Stray cattle a lurking menace in Sri Krishna land

Ranchi: Cattle grazing near a paddy field, in Ranchi on Oct 15, 2018. (Photo: IANS) by .
Ranchi: Cattle grazing near a paddy field

Not just people in cities, but even farmers in the vast rural hinterland are approaching local authorities seeking urgent solutions to the exploding bovine population that is destroying crops, causing traffic hazards and making life difficult for all…writes Brij Khandelwal

Ranchi: Cattle grazing near a paddy field, in Ranchi on Oct 15, 2018. (Photo: IANS) by .
Ranchi: Cattle grazing near a paddy field

On road crossings and busy streets, herds of stray cattle move around menacingly. The bulls have been charging at people and causing injuries almost every day.
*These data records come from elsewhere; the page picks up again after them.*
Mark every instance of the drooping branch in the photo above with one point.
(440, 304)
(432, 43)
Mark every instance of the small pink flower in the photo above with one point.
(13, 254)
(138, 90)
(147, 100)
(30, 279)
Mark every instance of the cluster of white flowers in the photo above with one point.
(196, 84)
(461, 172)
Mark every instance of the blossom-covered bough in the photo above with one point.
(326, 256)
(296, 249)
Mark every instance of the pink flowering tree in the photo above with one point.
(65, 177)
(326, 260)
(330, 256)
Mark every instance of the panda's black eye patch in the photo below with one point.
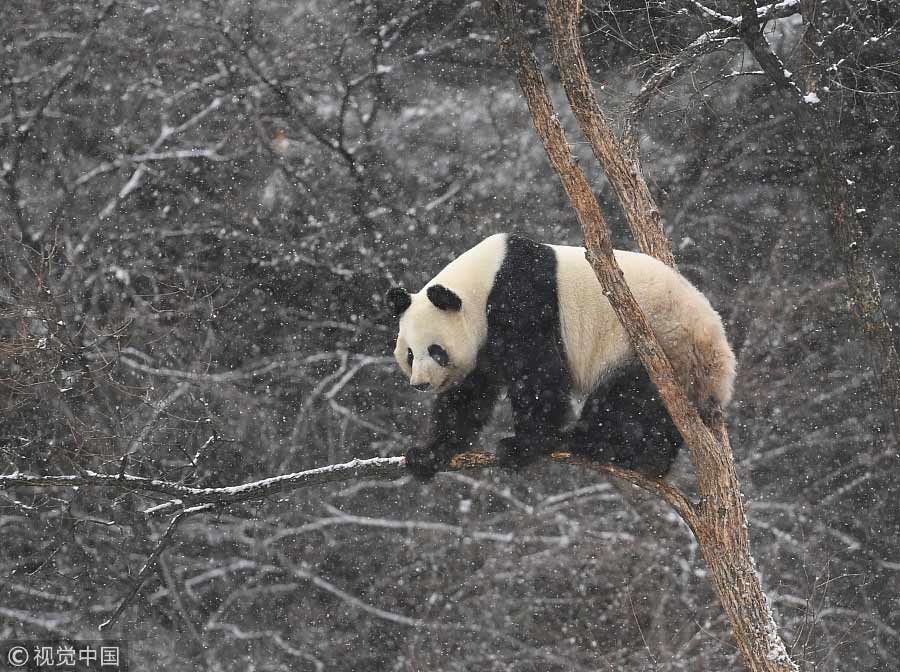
(438, 354)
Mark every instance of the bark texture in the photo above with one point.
(718, 520)
(621, 166)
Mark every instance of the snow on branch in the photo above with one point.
(183, 497)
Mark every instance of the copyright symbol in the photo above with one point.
(17, 656)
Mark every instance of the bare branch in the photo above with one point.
(623, 169)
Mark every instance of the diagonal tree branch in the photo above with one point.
(720, 524)
(379, 468)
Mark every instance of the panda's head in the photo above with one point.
(436, 344)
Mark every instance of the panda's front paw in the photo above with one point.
(514, 454)
(424, 462)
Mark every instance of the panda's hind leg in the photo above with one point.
(624, 422)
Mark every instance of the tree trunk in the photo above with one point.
(718, 520)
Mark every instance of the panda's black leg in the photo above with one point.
(457, 418)
(624, 422)
(538, 415)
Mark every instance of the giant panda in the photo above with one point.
(532, 319)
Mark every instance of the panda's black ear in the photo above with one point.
(398, 300)
(444, 298)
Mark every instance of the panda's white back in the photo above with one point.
(687, 326)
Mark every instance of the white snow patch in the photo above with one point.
(811, 98)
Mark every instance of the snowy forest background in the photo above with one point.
(203, 205)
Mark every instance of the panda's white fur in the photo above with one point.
(463, 333)
(688, 328)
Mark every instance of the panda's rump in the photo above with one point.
(688, 328)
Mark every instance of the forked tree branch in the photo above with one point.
(720, 524)
(620, 163)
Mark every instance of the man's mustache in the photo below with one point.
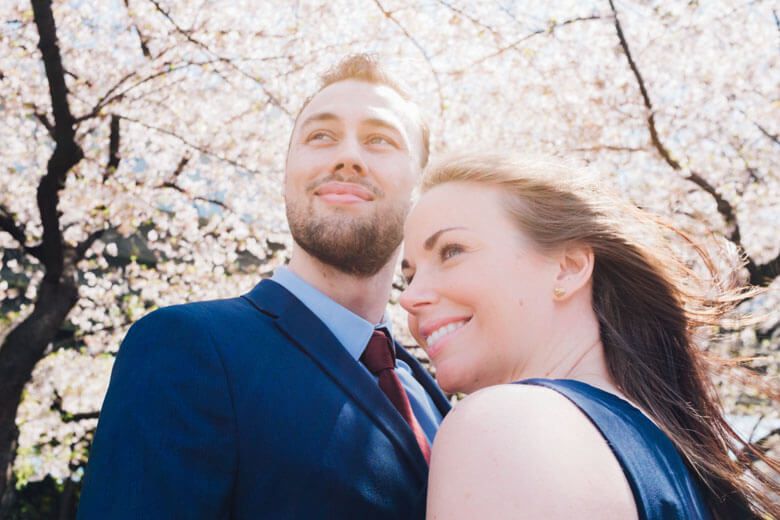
(351, 180)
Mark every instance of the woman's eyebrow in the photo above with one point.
(430, 242)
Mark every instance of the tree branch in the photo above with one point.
(143, 40)
(67, 153)
(418, 45)
(196, 147)
(113, 148)
(549, 29)
(188, 35)
(82, 248)
(763, 274)
(66, 416)
(724, 207)
(770, 136)
(9, 225)
(45, 122)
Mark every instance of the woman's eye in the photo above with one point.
(450, 250)
(378, 139)
(320, 136)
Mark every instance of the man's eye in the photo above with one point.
(319, 136)
(381, 140)
(450, 250)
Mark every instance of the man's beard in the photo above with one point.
(356, 246)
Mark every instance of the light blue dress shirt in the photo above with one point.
(353, 332)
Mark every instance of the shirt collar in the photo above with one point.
(352, 331)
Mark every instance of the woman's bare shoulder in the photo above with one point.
(523, 451)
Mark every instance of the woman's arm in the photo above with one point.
(517, 451)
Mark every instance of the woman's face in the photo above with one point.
(480, 295)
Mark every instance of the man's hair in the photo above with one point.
(367, 68)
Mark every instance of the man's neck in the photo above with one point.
(365, 296)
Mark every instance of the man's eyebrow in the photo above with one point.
(319, 116)
(377, 121)
(431, 240)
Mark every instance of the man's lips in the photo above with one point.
(343, 193)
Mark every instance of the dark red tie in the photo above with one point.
(379, 358)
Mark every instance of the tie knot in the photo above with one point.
(379, 353)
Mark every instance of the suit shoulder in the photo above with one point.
(197, 313)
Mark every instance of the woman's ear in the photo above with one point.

The police say they are helpless. Municipal officials say there is no space for captured animals.

After the ban on cow slaughter by the Uttar Pradesh government, the number of animals on roads and public parks has increased alarmingly.

“Since no one is willing to feed the stray cows, these animals are eating all the garbage, including polythene bags and waste leather. When in agony, even the cows go berserk and start attacking anyone,” says local resident Jugal Kishore.

This is a huge problem that government officials have failed in Braj area to address, along with the simian nuisance.

People are now demanding forced sterilisation of animals to keep their numbers in check.

In Mathura district, more than 100 private “gaushalas”, or cow shelters, are already filled to capacity. In Radha Kund, a German lady is running one with more than 1,700 cows and bulls.

“Vrindavan is desperately in need of a cow hospital, but the gaushala that is currently most active in treating injured street cows has not been able to raise the funds for a hospital building and urgently needs more surgical supplies,” said a Vrindavan official, who did not want to be named.

In the past fortnight, several people have been seriously injured and an elderly man died as a bull charged at people in a crowded market.

The lanes are full of stray animals — dogs, monkeys and cows. Bulls have been attacking tourists even outside the Taj Mahal and Akbar’s tomb at Sikandra.

“The Agra Municipal Corporation is supposed to capture these animals and house them in enclosures, but the officials are not at all serious,” complained Vijay Nagar Colony resident Sudheir Gupta.

“Our colony is daily visited by dozens of cows and bulls. This is in addition to monkeys and dogs,” he added.

The faithful feed bananas to the monkeys and green leaves and spinach bundles to the cows on the Yamuna Kinara road early in the morning. Later, these animals enter the busy market places and start attacking people, said temple priest Nandan Shrotriya.

In Mathura and Vrindavan, the bovine menace has taken alarming proportions. Truckloads come from the rural hinterland to dump the unwanted animals.

Hundreds of bulls and cows also die or get injured in road accidents while moving in search of food.

The government had announced opening of gaushalas and cow sheds in a phased manner. Recently, the government again announced a plan to establish “gau-ashrams” for homeless cattle. But the crisis remains.